金融機関によっては、これらの評価額に加えて、公的な評価指標である固定資産税評価額や、相続税路線価を参考にすることもあります。
公的評価と市場評価の違い
不動産評価において、公的評価と市場評価には大きな違いがあり、その認識は資金調達の際に重要です。
公的評価には、固定資産税評価額、相続税路線価、公示地価などがあります。固定資産税評価額は市場価格の約70%程度、相続税路線価は市場価格の約80%程度に設定されているといわれています。これらの評価額は、税金の計算基準として利用されるもので、公的評価と市場価格のギャップがあることを理解する必要があります。
一方、市場評価は、実際の取引で形成される価格であり、不動産鑑定士による鑑定評価や不動産会社による査定額などがこれに当たります。
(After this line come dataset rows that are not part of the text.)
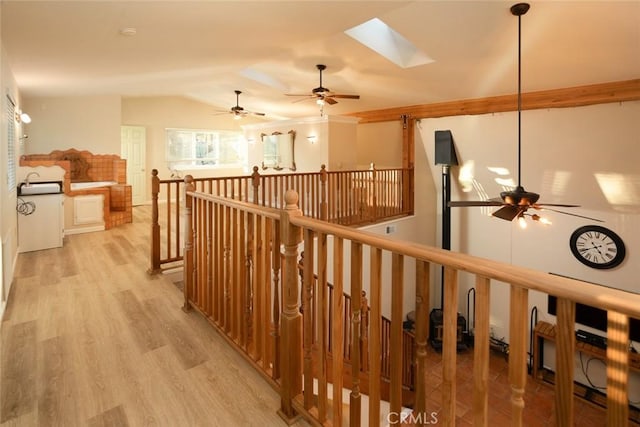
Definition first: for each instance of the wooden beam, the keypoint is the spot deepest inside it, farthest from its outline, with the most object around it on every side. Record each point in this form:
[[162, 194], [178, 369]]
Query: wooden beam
[[602, 93]]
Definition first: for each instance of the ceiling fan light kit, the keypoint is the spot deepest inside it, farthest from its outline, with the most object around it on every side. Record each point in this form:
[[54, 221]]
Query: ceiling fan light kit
[[515, 203], [239, 112], [323, 95]]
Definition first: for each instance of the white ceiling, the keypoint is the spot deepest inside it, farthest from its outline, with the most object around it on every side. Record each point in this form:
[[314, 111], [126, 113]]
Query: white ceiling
[[203, 49]]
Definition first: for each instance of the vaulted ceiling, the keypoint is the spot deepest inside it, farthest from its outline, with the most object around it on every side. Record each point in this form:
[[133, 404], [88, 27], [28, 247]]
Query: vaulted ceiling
[[207, 49]]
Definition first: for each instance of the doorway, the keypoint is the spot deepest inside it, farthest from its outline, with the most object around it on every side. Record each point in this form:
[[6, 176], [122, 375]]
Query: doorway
[[133, 142]]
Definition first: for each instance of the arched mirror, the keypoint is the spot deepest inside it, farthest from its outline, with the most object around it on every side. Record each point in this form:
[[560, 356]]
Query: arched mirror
[[277, 150]]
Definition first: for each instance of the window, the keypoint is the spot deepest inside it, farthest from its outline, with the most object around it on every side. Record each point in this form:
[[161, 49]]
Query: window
[[11, 144], [188, 148]]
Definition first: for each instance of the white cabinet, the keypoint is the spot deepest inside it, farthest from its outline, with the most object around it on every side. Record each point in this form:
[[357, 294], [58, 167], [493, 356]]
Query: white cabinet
[[40, 222], [88, 209]]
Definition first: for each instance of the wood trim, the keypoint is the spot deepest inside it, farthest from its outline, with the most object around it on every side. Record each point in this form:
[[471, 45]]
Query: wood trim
[[577, 96]]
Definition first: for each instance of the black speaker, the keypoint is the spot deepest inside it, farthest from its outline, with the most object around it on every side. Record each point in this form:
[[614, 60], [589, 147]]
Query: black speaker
[[445, 150]]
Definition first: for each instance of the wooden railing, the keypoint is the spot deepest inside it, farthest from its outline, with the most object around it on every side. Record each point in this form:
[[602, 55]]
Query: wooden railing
[[408, 338], [234, 276], [345, 197]]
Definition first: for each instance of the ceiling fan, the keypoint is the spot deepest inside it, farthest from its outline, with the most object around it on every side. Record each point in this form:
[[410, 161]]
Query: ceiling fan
[[322, 94], [515, 203], [239, 112]]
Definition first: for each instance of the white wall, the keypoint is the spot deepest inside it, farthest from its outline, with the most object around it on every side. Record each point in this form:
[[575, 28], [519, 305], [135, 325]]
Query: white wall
[[335, 145], [8, 217], [89, 123], [565, 152]]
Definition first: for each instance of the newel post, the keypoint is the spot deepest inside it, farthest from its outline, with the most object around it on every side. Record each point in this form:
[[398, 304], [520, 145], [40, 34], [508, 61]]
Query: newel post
[[154, 268], [324, 209], [291, 324], [255, 182], [189, 268]]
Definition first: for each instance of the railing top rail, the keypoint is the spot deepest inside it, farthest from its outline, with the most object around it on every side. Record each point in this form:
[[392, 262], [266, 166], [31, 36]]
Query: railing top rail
[[219, 178], [245, 206], [586, 293]]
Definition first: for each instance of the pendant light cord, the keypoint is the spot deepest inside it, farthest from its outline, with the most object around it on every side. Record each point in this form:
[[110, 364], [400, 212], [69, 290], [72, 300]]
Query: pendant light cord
[[519, 94]]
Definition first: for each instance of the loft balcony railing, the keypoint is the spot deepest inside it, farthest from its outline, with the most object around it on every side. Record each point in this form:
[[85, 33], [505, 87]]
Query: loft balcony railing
[[241, 273], [355, 197]]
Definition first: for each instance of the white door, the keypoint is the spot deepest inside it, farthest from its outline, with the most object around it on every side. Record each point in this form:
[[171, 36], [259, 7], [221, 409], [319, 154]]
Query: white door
[[133, 146]]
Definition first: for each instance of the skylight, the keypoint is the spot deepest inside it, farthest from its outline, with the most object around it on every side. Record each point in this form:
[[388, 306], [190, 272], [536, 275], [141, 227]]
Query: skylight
[[385, 41]]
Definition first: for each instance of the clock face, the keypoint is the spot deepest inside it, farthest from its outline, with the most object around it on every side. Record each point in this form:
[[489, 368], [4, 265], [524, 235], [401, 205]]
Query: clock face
[[597, 247]]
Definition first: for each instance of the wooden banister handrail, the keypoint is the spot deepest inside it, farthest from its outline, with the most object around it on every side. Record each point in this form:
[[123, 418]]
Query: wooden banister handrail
[[312, 332], [357, 207]]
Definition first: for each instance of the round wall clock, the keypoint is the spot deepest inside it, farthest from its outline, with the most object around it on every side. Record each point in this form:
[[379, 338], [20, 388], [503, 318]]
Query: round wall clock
[[597, 247]]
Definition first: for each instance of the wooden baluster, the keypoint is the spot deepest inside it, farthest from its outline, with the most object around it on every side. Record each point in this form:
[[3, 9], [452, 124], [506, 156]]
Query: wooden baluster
[[177, 219], [517, 351], [255, 184], [274, 237], [374, 201], [219, 267], [355, 401], [189, 270], [154, 258], [324, 209], [375, 334], [291, 344], [617, 369], [322, 309], [209, 258], [337, 339], [250, 286], [307, 317], [449, 346], [243, 282], [422, 333], [565, 353], [397, 281], [364, 333], [481, 352]]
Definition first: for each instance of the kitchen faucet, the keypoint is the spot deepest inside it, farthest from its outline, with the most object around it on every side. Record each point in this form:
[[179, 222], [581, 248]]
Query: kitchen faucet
[[26, 180]]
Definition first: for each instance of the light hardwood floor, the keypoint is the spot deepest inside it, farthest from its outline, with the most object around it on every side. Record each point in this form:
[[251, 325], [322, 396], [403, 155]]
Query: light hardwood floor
[[89, 338]]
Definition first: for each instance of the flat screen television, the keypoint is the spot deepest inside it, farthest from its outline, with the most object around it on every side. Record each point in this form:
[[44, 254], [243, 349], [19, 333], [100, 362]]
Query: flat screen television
[[594, 317]]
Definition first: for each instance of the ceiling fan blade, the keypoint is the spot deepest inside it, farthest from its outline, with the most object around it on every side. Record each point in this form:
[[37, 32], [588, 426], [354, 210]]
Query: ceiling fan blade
[[535, 206], [346, 96], [305, 98], [508, 212], [572, 214], [472, 203]]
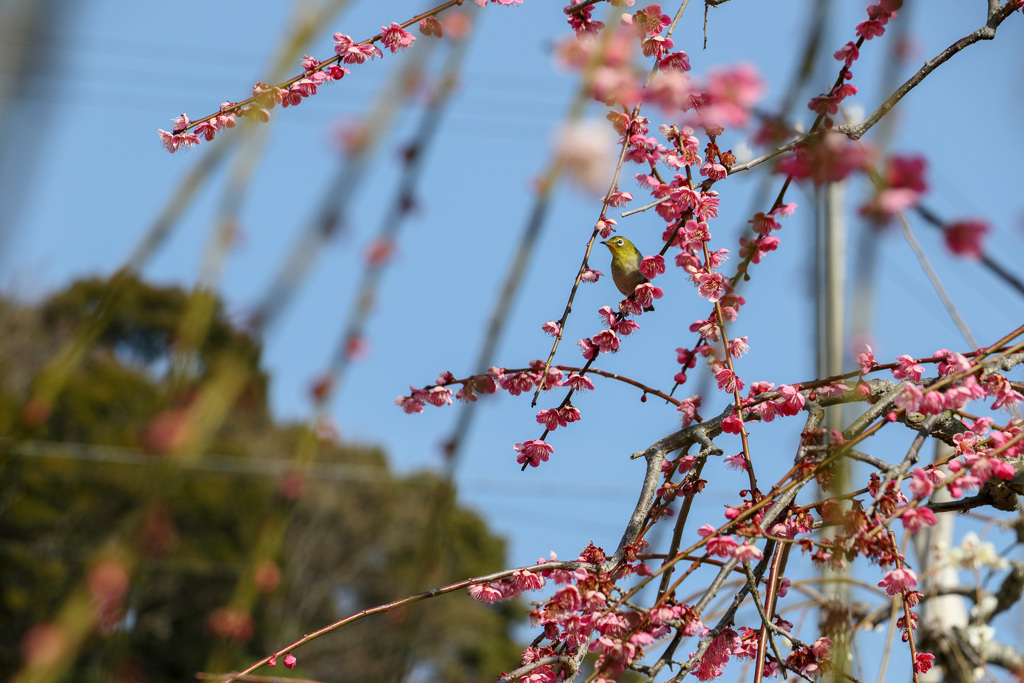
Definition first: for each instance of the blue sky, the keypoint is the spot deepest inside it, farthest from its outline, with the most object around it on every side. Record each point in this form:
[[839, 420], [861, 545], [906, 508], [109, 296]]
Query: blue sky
[[117, 72]]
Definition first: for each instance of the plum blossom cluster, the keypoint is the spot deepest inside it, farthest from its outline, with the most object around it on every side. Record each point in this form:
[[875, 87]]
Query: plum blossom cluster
[[513, 381], [826, 104], [315, 74], [742, 644]]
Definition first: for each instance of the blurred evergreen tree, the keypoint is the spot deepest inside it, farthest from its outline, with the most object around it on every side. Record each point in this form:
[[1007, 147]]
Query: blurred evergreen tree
[[235, 554]]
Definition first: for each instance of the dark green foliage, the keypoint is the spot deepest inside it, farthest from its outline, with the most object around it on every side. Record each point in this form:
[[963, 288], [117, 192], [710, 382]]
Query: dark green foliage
[[205, 532]]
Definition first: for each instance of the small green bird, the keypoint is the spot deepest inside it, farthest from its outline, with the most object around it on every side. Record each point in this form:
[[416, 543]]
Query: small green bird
[[626, 265]]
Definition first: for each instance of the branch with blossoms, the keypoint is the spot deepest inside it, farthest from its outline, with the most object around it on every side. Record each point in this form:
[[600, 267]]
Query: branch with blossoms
[[595, 605], [315, 74]]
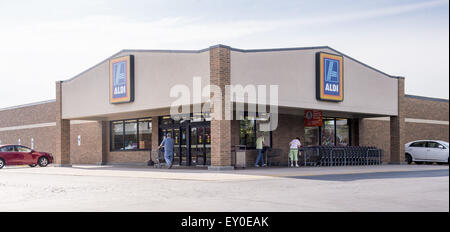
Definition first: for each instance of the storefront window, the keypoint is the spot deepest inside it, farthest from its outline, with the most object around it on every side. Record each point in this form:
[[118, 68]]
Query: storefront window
[[262, 125], [247, 132], [311, 136], [250, 128], [133, 134], [117, 135], [342, 132], [145, 133], [333, 132], [328, 132]]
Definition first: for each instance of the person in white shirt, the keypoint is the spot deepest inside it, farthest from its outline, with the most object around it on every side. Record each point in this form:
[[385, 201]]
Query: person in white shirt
[[294, 145]]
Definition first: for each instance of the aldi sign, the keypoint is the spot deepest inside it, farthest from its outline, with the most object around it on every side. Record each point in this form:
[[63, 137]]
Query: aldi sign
[[121, 79], [329, 77]]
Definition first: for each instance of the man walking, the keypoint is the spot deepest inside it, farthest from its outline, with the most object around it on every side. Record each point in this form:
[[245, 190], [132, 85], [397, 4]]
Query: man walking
[[259, 148], [168, 143]]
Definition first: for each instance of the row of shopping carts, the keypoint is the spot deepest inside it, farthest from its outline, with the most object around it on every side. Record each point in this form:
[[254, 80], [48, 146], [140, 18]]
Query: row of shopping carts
[[340, 156]]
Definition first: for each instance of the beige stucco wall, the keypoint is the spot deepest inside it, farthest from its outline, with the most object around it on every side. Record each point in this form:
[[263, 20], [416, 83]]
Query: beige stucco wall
[[365, 90], [155, 73]]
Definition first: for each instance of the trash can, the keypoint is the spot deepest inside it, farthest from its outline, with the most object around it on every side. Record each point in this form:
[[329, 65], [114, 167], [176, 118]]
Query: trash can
[[240, 156]]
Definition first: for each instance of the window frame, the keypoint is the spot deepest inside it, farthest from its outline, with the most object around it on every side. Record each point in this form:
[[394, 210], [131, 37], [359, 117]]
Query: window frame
[[255, 131], [350, 133], [123, 135]]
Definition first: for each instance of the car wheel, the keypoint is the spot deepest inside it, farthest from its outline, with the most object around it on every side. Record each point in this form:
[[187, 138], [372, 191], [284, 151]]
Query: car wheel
[[408, 158], [43, 161]]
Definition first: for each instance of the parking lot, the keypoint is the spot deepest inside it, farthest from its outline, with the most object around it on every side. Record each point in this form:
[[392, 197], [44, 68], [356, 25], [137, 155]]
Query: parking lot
[[113, 188]]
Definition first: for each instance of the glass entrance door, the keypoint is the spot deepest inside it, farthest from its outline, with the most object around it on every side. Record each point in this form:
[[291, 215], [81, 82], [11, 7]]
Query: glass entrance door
[[192, 142]]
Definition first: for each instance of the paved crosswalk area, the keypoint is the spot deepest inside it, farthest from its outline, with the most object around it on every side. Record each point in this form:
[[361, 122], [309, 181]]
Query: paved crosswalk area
[[120, 188]]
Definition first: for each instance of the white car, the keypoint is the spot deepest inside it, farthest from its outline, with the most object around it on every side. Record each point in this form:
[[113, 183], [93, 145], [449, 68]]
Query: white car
[[426, 151]]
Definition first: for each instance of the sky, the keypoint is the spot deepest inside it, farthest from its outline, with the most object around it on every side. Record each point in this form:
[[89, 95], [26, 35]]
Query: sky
[[49, 40]]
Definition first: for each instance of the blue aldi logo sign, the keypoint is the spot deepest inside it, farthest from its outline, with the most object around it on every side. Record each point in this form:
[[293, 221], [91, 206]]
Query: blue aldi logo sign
[[329, 77], [121, 78]]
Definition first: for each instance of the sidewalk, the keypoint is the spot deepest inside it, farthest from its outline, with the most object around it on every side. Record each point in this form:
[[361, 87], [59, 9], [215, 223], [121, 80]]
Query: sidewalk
[[205, 175]]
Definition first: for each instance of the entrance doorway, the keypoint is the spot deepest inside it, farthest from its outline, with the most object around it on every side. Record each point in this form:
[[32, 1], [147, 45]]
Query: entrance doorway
[[192, 140]]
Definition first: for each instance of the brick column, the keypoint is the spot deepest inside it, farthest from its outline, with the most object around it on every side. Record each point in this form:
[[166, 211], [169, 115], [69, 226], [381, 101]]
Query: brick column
[[62, 156], [397, 128], [104, 128], [220, 75]]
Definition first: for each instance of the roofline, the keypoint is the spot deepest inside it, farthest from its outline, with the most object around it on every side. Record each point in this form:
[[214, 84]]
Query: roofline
[[236, 50], [426, 98], [27, 105]]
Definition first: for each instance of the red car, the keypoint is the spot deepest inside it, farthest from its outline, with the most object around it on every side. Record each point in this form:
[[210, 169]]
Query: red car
[[22, 155]]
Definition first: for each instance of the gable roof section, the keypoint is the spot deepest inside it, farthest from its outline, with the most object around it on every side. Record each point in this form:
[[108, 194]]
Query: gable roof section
[[237, 50]]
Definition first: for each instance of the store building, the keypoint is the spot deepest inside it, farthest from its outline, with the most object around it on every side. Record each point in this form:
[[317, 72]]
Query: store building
[[119, 110]]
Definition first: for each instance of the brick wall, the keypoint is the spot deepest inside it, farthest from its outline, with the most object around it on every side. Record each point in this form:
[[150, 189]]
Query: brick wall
[[220, 129]]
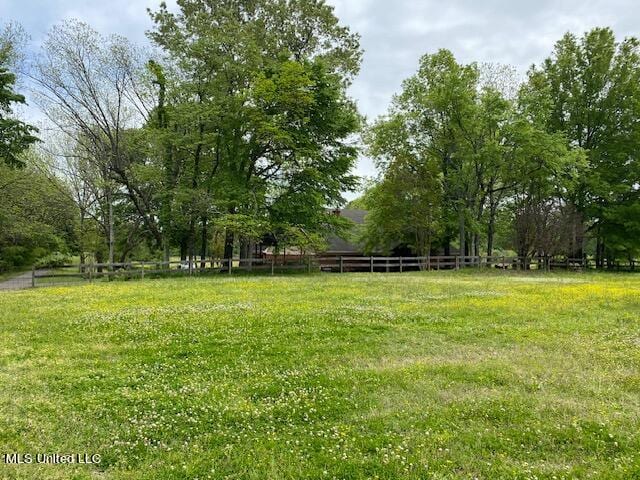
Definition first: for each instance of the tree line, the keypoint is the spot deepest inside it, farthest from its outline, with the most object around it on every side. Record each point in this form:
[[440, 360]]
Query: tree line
[[547, 167], [234, 127]]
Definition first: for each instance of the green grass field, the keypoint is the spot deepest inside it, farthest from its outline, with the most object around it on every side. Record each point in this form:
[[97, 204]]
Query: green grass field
[[422, 375]]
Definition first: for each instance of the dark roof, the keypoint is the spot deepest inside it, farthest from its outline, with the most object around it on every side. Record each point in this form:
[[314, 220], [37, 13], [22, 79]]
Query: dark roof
[[341, 245]]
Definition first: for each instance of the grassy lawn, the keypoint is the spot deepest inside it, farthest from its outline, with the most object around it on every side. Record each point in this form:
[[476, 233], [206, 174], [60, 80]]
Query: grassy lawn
[[421, 375]]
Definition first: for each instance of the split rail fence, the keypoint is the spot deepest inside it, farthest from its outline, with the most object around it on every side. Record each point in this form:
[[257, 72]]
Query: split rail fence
[[74, 274]]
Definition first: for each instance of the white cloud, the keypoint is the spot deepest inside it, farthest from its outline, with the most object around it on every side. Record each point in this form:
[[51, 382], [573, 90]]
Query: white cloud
[[395, 34]]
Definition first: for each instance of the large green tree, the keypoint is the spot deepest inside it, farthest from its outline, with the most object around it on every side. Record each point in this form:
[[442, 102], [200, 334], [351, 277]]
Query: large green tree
[[589, 90], [253, 117], [15, 136]]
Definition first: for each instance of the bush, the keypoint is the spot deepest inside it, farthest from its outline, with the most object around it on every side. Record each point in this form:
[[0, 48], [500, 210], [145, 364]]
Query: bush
[[54, 260]]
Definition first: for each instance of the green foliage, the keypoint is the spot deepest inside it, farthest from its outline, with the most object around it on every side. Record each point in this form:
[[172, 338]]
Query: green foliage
[[355, 376], [589, 90], [253, 119], [54, 260], [37, 215], [15, 136]]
金融機関は通常、独自の調査や不動産鑑定士の評価を基に、実際の市場価値を推定して担保評価額を決定します。
金融機関によっては、こうした公的評価額を一定の掛け率で調整して担保評価の参考とすることもあります。例えば、固定資産税評価額の1.4倍、路線価の1.25倍といった計算で、市場価値を概算する方法も実務では用いられています。
ただし、これらはあくまで目安であり、実際の担保評価額は、金融機関の審査担当者や不動産鑑定士が物件を個別に評価して決定します。
金融機関別の担保掛目の違い
融資を検討する際には、金融機関によって、担保掛目の設定に違いがあることを理解しておくことが重要です。ここでは、金融機関の種類別に担保掛目の特徴を解説します。
銀行や信用金庫の担保掛目
都市銀行や地方銀行などの銀行と、信用金庫では担保掛目の設定に若干の違いが見られます。一般的に、都市銀行は規模が大きく、多くの融資実績を持つため、リスク管理体制が整っていることから、比較的高めの担保掛目を設定できることがあります。
都市銀行の場合、優良物件では70〜80%程度の担保掛目を適用することが多くあります。特に、都心部の商業地や住宅地の担保評価は、高い傾向にあります。一方、地方銀行も都市銀行に近い水準ですが、地域特性を考慮した地域密着型の評価基準を持っていることが特徴です。
信用金庫は、地域に密着した金融機関として、地域の不動産事情に詳しいという強みがあります。担保掛目は、銀行より若干低めに設定されることが多く、60〜70%程度が一般的です。しかし、地域内の優良物件については、柔軟な対応をすることもあります。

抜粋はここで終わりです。